1) Naïve or overt efforts to expose the frequency divider API on shader 2 hardware will fail WHQL, so you'll have to live with whatever circumlocutions are required to covertly enable the feature.

2) The debug runtime will simply fail the frequency divider API on shader 2 hardware.

3) No telling what other hw vendors will do or when, you may need application side code after all.

4) Bottom line: for better or worse, it's not part of the shader 2 spec, it's against the letter and spirit of the frequency divider spec, it's not supported d3d behavior.
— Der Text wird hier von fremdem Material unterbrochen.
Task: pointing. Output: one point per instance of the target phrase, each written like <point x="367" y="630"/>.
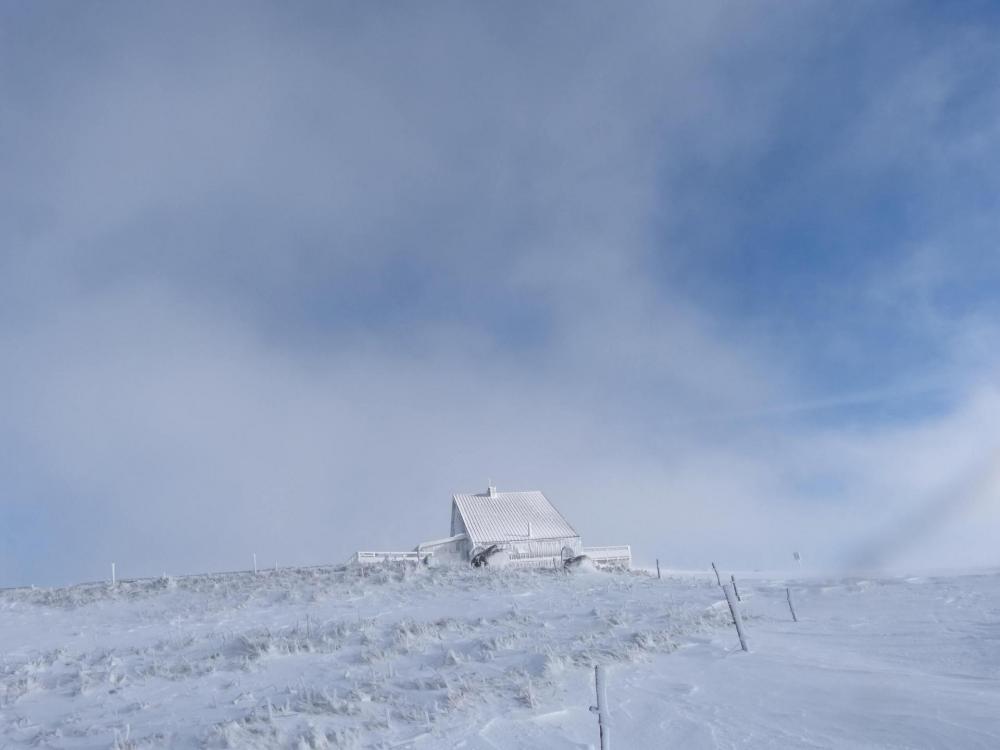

Keep us posted on what does and doesn't work for you, here and elsewhere!

Steve Wright

Ist wohl recht eindeutig wer da mehrfach Mist gebaut hat.

Benedikt

2004-09-10, 23:02:41

<snip>
The nub of the current issue is that some vendors have found an interesting and reasonably performant way to implement the *effect* of the modulo capability, without requiring native support for modulo in the vertex fetch engine. One naïve approach would be for the driver to simply replicate the instanced data and create a much larger vb that can be traversed one time end to end. No doubt there are other techniques that might rely on more hardware support; we don't know for sure what any particular driver does, nor whether their techniques are generally applicable with similar performance benefits across other vendors' architectures. <...>

Tja, wer wird das wohl sein? :)

MFG;
B. W.

Coda

2004-09-10, 23:47:01

Falls du ATi meinst: Ich glaube nicht dass sie das machen, sie übergehen wahrscheinlich nur den Calling-Overhead von DirectX.

Gast

2004-09-11, 10:26:35

Kein Grund sich aufzuregen. Der Text bezieht sich klar auf ATI, aber in keinster Weise negativ.
Offenbar hats bei ATI wirklich gute Treiberprogrammierer, die eine derart performante Möglichkeit des GI implementieren können, ohne dass die Hardware dafür vorgesehen ist. Davor ziehe ich den Hut, weil es von Know-How zeugt.